Fourteen healthy human volunteers were placed on short-term (1–4 weeks) isocaloric dietary regimes on an outpatient basis. Each diet consisted of approx. 2200 calories and contained 17% protein, 35% fat, 48% carbohydrate and varied only in mg/day cholesterol intake and polyunsaturated/saturated (P/S) fatty acid ratio.

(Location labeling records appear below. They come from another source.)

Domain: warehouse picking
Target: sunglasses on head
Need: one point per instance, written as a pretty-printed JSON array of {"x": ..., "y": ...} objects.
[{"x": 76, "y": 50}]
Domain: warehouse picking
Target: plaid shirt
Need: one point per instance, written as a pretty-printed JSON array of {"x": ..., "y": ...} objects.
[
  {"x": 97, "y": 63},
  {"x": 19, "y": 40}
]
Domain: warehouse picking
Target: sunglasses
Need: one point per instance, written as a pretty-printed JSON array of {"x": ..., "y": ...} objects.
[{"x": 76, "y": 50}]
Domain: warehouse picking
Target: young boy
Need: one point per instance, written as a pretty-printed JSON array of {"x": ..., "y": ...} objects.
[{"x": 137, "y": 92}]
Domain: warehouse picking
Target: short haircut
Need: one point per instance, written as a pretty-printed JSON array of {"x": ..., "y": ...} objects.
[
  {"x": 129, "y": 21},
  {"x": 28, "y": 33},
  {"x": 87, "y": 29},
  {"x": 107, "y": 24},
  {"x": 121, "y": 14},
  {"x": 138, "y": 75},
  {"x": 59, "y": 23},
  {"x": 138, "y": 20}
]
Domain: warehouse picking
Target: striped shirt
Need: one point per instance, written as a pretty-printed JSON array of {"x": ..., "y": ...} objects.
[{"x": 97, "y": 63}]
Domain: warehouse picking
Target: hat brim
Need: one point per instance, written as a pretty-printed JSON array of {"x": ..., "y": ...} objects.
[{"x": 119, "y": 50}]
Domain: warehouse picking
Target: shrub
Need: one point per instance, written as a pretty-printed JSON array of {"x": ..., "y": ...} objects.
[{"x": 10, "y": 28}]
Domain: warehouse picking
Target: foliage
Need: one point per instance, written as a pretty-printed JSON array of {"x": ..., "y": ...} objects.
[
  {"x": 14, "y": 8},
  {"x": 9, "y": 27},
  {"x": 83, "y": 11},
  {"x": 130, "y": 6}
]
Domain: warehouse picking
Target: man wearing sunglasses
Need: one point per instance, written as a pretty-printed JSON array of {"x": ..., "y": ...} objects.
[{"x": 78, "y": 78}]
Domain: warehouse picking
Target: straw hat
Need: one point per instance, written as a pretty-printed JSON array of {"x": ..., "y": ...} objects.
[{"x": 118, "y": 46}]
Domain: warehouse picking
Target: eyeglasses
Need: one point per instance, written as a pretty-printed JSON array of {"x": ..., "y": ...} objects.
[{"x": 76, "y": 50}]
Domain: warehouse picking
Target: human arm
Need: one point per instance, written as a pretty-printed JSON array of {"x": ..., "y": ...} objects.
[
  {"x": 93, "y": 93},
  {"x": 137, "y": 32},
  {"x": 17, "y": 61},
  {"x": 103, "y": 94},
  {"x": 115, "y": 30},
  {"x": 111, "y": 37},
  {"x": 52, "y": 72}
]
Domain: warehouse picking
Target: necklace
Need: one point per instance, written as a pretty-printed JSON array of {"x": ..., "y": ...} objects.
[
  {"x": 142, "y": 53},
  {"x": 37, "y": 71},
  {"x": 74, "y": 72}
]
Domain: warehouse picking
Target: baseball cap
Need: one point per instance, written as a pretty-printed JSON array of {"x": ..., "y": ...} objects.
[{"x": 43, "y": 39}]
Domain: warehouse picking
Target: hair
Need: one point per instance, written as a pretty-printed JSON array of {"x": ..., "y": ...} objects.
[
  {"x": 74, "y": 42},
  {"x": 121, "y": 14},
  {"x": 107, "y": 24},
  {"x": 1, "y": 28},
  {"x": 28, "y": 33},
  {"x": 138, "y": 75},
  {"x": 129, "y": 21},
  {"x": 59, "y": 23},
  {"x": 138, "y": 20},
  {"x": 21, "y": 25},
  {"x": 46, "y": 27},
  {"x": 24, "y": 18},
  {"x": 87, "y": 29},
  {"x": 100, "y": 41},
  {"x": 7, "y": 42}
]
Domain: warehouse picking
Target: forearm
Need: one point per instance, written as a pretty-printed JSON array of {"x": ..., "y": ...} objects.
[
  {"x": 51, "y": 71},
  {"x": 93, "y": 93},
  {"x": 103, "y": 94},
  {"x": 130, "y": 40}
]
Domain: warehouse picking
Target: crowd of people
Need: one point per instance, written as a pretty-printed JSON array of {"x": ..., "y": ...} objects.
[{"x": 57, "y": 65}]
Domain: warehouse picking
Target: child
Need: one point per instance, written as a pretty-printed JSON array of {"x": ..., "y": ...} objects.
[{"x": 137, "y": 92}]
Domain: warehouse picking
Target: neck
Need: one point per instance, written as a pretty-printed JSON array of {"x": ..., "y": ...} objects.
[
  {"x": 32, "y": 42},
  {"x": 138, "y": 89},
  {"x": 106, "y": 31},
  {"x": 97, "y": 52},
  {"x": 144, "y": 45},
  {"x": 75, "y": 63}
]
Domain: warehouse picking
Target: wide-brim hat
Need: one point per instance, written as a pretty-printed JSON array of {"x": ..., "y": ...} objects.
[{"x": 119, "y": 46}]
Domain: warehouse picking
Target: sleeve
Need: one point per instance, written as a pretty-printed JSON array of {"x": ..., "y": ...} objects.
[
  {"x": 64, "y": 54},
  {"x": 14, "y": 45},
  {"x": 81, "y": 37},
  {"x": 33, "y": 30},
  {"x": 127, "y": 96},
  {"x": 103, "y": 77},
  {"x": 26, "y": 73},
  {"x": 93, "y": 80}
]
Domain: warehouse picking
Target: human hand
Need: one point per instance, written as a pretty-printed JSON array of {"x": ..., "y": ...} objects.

Diets A, B, C and D consisted of a daily cholesterol intake of 100 mg cholesterol (chicken and/or fish based P/S = 2.0), 500 mg cholesterol (fish and/or chicken based P/S = 0.17), 500 mg cholesterol (beef based P/S = 0.35) and 1000 mg cholesterol (beef based P/S = 0.10). When both NAD- and NADP-dependent bile salt dehydrogenases in mixed fecal cultures were measured before and after weekly dietary sequences: A alone ( n = 2), B alone ( n = 2), C alone ( n = 2), A-D ( n = 5), A-D-D-D ( n = 2), B-A ( n = 2), and D-A ( n = 4), the NAD-dependent 7α-hydroxysteroid dehydrogenase (HSDH) activity was shown to be significantly depressed or eliminated after one week of diet A, and returned when subjects were taken off diet A or placed on another diet. No clear effect on 7α-HSDH was measurable by diets B, C or D. No dietary effect was seen on 3α-, 12α-HSDH or the NADP-component of 7α-HSDH. On serial dilution of fecal microorganisms and growth of the bacterial populations to stationary phase, NAD-dependent 7α-HSDH consistently increased on dilution, while NADP-dependent 7α-HSDH and NADP-dependent 12α-HSDH decreased and vanished on dilution. When NAD-dependent 7α-HSDH was eliminated by diet A, it could be restored by diluting fecal bacterial populations, simultaneously decreasing and eliminating NADP-7α-HSDH and NADP-12α-HSDH. The results suggest that these three enzymes may be markers for ecologically related fecal sub-populations. The dietary suppression of NAD-dependent 7α-HSDH has been interpreted as a transient suppression of that subpopulation carrying this enzyme.